Cuando aquellos hombres trajeron la invitación, Ansina había creído que venían de nuevo a detener al General, pues ya lo habían hecho un lustro atrás cuando el gobierno presidido por Policarpo Patiño lo mandara al “bandido Artigas” engrillado al calabozo. Policarpo era el siniestro personaje que oficiaba de mano derecha del terrorífico presidente paraguayo, a quien obedecía con sumisión babosa. A la muerte de Gaspar Rodríguez de Francia, se supuso su heredero natural y dispuso represiones a su antojo, entre ellas, al caudillo oriental que contaba setenta y seis años de edad. No obstante, cansado de sus atropellos, y sin apoyo militar, la junta de gobierno que le sucedió a Francia había dispuesto su detención y su encierro en el calabozo. Pero una mañana lo encontraron colgado de una soga ahorcado. Fue un misterio su muerte, y nunca se supo si fue suicidio o lo mataron.

Antes de la partida cebaba el Protector mientras el Negro rasgueaba la guitarra. A lo lejos la reverberación de la intensa luz desdibujaba el contorno de una figura humana acercándose con pasos seguros.

Pero cuando estuvo cerca, fue cuando consiguieron distinguir su rostro y, al instante, quedaron petrificados del asombro. Fue por un instante nomás, porque Ansina, el primero en reaccionar, expresó de viva voz:

-¡Virgen Santa, no puede ser!

Entonces el viejo general, que rehusara ser presidente de la Banda Oriental por no aceptar el desmembramiento de las Provincias Unidas, dio un respingo y exclamó:

-¡Pero si es Andrés! ¡Mi querido Andresito! -y se abalanzó para abrazarlo.

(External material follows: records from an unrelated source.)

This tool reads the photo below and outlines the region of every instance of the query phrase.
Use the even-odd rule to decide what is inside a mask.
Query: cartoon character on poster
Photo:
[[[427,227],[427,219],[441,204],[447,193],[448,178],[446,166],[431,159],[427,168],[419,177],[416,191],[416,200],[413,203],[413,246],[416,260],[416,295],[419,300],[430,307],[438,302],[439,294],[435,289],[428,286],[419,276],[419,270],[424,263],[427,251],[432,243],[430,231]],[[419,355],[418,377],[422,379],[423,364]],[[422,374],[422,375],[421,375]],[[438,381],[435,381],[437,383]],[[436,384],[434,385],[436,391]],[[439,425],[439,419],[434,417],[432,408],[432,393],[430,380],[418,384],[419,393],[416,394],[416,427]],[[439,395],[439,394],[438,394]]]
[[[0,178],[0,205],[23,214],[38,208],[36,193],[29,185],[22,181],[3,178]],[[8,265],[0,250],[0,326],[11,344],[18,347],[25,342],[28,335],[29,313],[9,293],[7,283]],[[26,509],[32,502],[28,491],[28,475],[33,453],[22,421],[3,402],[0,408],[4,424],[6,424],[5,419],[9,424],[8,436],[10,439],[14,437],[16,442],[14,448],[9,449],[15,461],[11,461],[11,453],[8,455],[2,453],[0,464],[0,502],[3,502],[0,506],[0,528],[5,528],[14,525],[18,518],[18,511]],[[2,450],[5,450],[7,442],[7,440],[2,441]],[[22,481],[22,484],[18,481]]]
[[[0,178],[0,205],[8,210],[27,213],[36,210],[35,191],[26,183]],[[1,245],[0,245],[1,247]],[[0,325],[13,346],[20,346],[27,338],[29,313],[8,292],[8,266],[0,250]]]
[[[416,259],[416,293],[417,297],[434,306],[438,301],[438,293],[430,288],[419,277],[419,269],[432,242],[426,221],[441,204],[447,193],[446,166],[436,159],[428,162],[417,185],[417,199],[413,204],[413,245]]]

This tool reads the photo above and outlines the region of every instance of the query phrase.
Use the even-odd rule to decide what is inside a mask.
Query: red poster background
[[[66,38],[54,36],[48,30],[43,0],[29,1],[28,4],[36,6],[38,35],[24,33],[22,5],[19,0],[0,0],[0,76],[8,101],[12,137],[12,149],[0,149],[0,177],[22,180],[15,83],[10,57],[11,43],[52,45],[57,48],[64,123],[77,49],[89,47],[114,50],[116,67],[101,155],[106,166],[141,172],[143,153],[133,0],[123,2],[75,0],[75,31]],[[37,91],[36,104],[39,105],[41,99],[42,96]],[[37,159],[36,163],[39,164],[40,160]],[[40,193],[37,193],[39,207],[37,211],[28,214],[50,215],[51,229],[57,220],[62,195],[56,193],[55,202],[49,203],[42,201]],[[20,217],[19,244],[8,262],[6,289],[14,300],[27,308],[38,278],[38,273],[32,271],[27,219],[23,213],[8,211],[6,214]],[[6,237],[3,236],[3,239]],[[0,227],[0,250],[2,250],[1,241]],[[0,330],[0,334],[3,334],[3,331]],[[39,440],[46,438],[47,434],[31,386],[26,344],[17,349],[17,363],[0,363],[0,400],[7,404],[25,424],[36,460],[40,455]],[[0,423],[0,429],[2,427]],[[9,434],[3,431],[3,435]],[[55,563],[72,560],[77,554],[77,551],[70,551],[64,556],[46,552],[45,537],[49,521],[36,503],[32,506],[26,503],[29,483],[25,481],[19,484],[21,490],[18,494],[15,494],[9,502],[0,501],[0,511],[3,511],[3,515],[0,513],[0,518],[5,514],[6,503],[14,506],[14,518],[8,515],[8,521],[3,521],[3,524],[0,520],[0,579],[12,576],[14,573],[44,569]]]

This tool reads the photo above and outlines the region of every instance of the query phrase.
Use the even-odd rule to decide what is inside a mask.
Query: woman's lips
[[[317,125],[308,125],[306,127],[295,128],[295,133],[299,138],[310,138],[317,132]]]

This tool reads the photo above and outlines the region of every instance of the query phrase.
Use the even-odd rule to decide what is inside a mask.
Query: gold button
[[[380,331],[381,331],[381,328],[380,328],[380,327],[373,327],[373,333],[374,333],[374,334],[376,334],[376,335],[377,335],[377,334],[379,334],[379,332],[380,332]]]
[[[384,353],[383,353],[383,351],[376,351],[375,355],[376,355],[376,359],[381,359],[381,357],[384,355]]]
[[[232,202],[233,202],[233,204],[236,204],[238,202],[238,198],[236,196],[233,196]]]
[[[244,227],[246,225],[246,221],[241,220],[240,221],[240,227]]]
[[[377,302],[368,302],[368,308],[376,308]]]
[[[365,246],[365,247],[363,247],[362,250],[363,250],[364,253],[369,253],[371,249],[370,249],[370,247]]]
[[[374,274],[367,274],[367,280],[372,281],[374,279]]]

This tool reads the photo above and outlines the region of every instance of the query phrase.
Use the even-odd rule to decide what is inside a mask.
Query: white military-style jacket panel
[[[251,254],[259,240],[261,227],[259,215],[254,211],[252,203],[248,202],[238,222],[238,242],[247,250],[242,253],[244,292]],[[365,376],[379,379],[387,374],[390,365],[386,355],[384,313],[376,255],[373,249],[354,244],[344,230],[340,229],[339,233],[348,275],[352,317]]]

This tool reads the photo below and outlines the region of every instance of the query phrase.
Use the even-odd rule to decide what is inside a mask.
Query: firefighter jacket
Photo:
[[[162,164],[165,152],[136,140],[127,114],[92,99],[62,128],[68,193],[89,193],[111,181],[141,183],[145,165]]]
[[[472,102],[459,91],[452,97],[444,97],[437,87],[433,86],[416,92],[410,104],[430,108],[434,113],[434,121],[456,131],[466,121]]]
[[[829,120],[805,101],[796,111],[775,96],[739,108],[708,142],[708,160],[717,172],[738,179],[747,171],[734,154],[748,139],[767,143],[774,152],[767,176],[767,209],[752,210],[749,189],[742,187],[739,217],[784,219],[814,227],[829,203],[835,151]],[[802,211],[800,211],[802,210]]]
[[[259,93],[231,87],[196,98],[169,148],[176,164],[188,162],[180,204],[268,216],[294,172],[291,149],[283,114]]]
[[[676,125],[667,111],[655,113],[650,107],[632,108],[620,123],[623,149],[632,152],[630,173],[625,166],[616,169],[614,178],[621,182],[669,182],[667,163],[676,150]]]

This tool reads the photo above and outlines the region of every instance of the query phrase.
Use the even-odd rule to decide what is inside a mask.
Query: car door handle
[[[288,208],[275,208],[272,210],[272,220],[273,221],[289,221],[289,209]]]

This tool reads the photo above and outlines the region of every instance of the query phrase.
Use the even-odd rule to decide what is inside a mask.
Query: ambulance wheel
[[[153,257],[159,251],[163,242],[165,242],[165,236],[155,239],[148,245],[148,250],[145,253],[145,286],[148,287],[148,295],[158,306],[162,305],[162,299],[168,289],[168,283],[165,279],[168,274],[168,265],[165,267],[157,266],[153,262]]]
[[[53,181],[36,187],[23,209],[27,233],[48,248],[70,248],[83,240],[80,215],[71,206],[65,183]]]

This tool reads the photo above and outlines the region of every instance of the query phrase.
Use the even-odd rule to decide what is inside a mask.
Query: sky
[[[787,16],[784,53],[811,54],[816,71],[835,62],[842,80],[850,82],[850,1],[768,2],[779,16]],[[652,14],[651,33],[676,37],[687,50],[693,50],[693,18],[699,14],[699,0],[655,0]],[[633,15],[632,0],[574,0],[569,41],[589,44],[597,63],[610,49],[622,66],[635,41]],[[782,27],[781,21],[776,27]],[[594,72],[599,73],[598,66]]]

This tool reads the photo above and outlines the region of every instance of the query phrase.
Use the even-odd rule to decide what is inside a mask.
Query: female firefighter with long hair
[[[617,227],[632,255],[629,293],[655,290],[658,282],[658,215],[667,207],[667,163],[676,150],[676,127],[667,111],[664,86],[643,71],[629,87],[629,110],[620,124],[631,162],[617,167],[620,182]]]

El afecto y el cariño quedaron demostrados en el prolongado abrazo que se dieron estos tres seres en el medio del agreste y desolado lugar. Aunque todo se disipó cuando el inesperado visitante declaró:

-Soy Gervasio Andrés, el hijo de Andrés Guacurarí.

Recién entonces comprendieron el juvenil aspecto del muchacho, retrato vivo de su progenitor.